Each morning Pip made a list of what we needed to do that day. At the top of the list was usually
go to bank
, where they had free coffee. The next items were often vague—
find out about food stamps, library card?
—but the list still gave me a cozy feeling. I liked to watch her write it, knowing that someone was steering the day. At night we discussed how we would decorate the basement, but during the day our progress was slow. Mostly, what we had was a lot of pieces of wood; they leaned against the walls and lay across the couch like untrained dogs.
We were trying to nail a post into the linoleum kitchen floor when Pip decided we needed a certain kind of bracket.
Are you sure?
Yeah. I’ll call Kate and she’ll bring it.
Isn’t she in school?
It’s okay.
Pip made the call and then went to take a shower. I continued hammering long nails through the post and into the floor. The post became secure. It was a satisfying feeling. It wouldn’t withstand any kind of weight, but it stood on its own. It was almost as tall as me, and I could not help naming it. It looked like a Gwen.
The buzzer rang, and Pip ran damply to the door. It was Kate. I looked up at her from where I was sitting on the kitchen floor. She was wearing a school uniform. She was not holding the brackets. Maybe she had hidden them up her skirt.

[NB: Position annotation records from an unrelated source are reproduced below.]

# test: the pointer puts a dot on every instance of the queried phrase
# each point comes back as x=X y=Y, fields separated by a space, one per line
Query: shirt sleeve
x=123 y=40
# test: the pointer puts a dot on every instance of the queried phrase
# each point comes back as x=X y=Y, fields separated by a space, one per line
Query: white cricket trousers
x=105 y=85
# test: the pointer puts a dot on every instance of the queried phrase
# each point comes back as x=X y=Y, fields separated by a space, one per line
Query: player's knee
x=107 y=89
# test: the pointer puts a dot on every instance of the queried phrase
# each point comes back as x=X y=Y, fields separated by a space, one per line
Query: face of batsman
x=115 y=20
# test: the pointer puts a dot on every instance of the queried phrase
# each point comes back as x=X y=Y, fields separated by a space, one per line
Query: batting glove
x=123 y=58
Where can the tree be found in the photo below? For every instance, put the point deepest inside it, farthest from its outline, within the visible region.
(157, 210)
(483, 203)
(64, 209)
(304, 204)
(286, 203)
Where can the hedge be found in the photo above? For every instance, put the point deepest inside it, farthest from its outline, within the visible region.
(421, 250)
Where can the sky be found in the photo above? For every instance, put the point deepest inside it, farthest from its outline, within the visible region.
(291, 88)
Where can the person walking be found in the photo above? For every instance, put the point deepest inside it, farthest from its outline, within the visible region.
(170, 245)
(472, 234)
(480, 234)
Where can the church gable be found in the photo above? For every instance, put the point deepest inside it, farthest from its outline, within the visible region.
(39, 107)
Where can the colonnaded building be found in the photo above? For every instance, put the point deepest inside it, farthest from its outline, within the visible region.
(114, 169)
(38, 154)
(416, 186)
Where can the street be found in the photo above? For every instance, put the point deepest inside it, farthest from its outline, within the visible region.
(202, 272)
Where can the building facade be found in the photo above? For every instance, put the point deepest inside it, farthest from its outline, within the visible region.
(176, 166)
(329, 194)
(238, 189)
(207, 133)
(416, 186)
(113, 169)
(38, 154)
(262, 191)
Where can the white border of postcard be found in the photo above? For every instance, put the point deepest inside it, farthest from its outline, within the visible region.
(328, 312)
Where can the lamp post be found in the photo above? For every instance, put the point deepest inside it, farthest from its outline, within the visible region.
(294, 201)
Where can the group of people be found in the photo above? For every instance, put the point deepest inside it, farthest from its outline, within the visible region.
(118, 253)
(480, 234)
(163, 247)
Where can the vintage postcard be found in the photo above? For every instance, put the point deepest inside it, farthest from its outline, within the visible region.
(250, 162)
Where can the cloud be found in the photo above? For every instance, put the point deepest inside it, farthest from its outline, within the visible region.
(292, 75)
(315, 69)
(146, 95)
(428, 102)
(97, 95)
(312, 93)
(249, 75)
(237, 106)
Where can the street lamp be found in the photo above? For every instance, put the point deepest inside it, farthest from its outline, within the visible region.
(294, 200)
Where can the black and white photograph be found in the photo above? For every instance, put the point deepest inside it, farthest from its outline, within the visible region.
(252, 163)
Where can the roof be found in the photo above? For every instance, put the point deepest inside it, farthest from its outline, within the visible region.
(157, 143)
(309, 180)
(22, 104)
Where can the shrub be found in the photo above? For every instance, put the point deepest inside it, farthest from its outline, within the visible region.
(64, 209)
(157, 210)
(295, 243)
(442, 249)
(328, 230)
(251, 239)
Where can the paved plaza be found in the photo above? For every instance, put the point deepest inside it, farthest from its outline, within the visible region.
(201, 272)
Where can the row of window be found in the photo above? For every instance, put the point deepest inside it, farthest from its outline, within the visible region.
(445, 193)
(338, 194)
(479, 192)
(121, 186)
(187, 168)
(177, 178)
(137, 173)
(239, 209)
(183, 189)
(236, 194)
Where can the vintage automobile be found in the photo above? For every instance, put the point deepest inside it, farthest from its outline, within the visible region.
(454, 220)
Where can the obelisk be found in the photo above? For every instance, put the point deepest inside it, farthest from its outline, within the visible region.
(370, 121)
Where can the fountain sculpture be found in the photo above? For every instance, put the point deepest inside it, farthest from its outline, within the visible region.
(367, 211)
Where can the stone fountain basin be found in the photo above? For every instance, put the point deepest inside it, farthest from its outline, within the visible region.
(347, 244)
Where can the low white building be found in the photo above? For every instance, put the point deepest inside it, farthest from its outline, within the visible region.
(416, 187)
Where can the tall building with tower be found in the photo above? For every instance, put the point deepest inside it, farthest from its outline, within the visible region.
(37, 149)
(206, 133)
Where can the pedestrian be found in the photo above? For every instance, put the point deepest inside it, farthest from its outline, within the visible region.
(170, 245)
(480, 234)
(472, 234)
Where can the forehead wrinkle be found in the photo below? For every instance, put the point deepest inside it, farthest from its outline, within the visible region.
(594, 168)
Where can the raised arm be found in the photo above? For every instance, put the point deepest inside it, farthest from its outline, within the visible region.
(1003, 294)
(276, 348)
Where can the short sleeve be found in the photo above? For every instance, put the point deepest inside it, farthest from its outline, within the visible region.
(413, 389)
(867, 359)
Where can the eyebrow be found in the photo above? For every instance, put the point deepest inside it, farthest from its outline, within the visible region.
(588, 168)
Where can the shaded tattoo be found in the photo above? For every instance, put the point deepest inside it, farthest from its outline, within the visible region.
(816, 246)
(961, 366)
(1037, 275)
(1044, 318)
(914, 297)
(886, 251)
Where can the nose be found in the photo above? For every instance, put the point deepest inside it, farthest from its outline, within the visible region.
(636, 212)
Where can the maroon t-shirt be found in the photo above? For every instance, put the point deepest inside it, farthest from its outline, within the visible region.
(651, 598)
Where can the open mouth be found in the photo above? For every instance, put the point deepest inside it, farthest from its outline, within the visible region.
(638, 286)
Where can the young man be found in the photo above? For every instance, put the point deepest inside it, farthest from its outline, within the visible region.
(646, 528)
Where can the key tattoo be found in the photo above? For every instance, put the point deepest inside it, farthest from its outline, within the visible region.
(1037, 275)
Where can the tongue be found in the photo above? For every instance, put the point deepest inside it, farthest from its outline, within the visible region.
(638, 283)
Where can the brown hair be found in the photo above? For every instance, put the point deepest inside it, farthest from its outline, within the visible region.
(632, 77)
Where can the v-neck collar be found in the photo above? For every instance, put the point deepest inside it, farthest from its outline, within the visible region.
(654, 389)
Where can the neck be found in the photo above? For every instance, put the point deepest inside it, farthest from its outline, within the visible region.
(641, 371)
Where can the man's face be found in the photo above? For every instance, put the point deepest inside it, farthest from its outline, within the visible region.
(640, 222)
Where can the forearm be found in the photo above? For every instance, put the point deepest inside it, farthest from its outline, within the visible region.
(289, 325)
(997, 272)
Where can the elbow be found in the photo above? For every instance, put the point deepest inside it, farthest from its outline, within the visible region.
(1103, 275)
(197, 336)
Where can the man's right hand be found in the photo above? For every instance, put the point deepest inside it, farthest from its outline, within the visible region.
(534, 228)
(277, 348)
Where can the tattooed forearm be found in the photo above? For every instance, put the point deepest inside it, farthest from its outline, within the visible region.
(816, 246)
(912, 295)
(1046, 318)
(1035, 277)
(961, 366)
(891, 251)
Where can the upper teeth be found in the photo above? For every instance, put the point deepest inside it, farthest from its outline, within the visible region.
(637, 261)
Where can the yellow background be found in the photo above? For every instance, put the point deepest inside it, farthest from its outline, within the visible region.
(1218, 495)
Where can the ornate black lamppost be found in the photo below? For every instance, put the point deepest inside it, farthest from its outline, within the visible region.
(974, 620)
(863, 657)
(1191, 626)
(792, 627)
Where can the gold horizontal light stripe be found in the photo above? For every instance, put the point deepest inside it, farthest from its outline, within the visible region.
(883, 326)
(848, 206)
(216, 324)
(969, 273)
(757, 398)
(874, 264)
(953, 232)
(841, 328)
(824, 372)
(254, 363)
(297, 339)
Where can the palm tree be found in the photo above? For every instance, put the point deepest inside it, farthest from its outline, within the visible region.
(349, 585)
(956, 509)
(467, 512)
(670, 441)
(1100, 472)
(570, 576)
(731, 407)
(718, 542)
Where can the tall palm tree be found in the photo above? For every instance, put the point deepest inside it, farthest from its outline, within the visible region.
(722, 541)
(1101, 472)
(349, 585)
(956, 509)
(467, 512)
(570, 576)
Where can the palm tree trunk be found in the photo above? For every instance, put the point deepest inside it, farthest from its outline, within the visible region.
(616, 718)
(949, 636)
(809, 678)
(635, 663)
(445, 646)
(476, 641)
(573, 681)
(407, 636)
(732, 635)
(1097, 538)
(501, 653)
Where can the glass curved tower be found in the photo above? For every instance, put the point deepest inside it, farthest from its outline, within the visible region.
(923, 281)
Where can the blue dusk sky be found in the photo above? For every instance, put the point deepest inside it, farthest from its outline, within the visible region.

Where are the brackets? I asked.
With panic in her eyes, Kate looked at Pip. Pip took her hand, turned to me, and said, We have to tell you something.
I suddenly felt chilled. My ears felt so cold that I had to press my hands against them. But I quickly realized this made me look as if I were covering them to avoid listening, like the monkey who hears no evil. So I rubbed my palms together and asked, Are your ears cold? Pip didn’t respond, but Kate shook her head.
Okay, go ahead.
Kate and I are going to live together at her parents’ house.
Why?
What do you mean?
Well, I’m sure Kate’s dad doesn’t want you living in his house after you stole all that stuff from him.
I’m going to work at Berryman’s Lumber to pay him back. I might even make enough money to get a car.